Jharkhand Village Health Committee-Sahiyya Resource Centre
ICICI Foundation has worked in partnership with the Government of Jharkhand to establish the Village Health Committee-Sahiyya Resource Centre to train and support Sahiyyas (community healthcare workers) in all districts in the state. Innovative and contextualised training materials and modules have been developed, so that the training is relevant, comprehensiveand informative. Over 40,964 Sahiyyas have been trained with this new training material.
Developing new products for outpatient healthcare
The Outpatient Healthcare (OP) pilot aimed to lower the out-of-pocket healthcare expenses for India’s rural poor by creating affordable and reliable options for outpatient healthcare. It was launched on the Rashtriya Swasthya Bima Yojana (RSBY) platform to strengthen the delivery of outpatient healthcare at public healthcare facilities and also involve private players to further improve healthcare accessibility for below poverty line (BPL) households in Puri (Odisha) and Mehsana (Gujarat).
ICICI Foundation partnered with Ministry of Labour and Employment (MoLE), the Micro- insurance Innovation Facility of International Labour Organisation (ILO) and ICICI Lombard General Insurance to design and support the delivery of the first outpatient insurance product for India’s poor. It was offered in conjunction with the Government’s RSBY at empanelled government and private outpatient clinics and hospitals. The pilot ended in Mehsana and Puri in May 2014 and September 2014 respectively.
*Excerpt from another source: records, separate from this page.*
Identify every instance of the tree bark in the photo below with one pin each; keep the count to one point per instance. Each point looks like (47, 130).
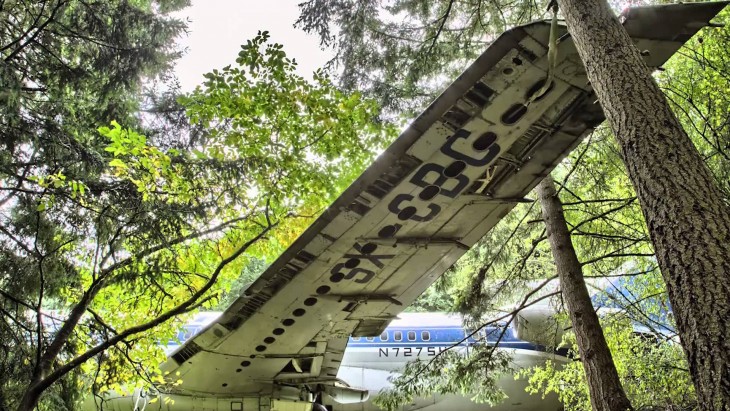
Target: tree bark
(604, 386)
(687, 217)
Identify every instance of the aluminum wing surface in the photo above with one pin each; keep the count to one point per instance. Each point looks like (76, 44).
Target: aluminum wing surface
(460, 167)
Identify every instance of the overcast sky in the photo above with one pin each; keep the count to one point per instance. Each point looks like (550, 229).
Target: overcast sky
(219, 27)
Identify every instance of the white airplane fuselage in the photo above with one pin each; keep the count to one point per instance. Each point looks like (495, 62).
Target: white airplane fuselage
(368, 362)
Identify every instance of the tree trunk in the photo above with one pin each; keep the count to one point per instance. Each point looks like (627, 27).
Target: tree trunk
(688, 220)
(604, 386)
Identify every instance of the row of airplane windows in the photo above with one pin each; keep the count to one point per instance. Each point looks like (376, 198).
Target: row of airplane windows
(397, 336)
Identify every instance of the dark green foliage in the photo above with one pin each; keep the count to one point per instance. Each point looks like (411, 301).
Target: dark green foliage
(121, 231)
(404, 52)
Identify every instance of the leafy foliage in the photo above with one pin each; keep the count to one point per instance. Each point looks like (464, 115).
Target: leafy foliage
(121, 231)
(473, 373)
(652, 370)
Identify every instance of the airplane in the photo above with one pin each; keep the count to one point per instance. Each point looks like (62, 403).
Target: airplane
(452, 174)
(368, 362)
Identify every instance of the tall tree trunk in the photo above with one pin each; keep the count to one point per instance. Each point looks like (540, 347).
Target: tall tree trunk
(688, 220)
(604, 386)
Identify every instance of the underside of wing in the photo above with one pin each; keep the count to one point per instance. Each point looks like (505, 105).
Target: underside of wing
(460, 167)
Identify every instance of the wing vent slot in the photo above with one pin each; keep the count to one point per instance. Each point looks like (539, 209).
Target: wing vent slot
(187, 352)
(455, 118)
(298, 365)
(479, 95)
(253, 304)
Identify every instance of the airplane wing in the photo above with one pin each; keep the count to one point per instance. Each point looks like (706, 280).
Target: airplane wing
(460, 167)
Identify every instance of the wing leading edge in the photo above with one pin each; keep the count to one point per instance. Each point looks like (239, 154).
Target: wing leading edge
(460, 167)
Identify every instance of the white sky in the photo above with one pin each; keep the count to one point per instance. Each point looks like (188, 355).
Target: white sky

The Outpatient Healthcare pilot has successfully demonstrated how integration of outpatient healthcare with the RSBY platform can improve access to healthcare for BPL households and reduce their out- of-pocket expenses on healthcare. Based on the pilot, the Central government has extended outpatient healthcare in all RSBY empanelled hospitals as a standard product across the nation, potentially benefitting 37 million poor families.
Apna Clinic
Apna Clinic was based on the concept of a wellness clinic that promoted health and general well-being among long-route truckers. It was initiated in 2011 as a pilot project towards increasing the health-seeking behaviour among long-route truckers and improving their knowledge and attitude towards road safety issues.
It provided healthcare services and counselling on issues of health, hygiene and road safety to truckers passing through Transport Nagar at Nigdi in Pune, Maharashtra. It adopted a holistic approach to health, conducted yoga and other wellness activities in addition to providing clinical services. There was a focus on increased stakeholder engagement to induce desired behaviour among truckers. For example, Apna Clinic conducted road safety awareness camps in association with the Regional Transport Office (RTO) and facilitated communication between truckers and RTO officials.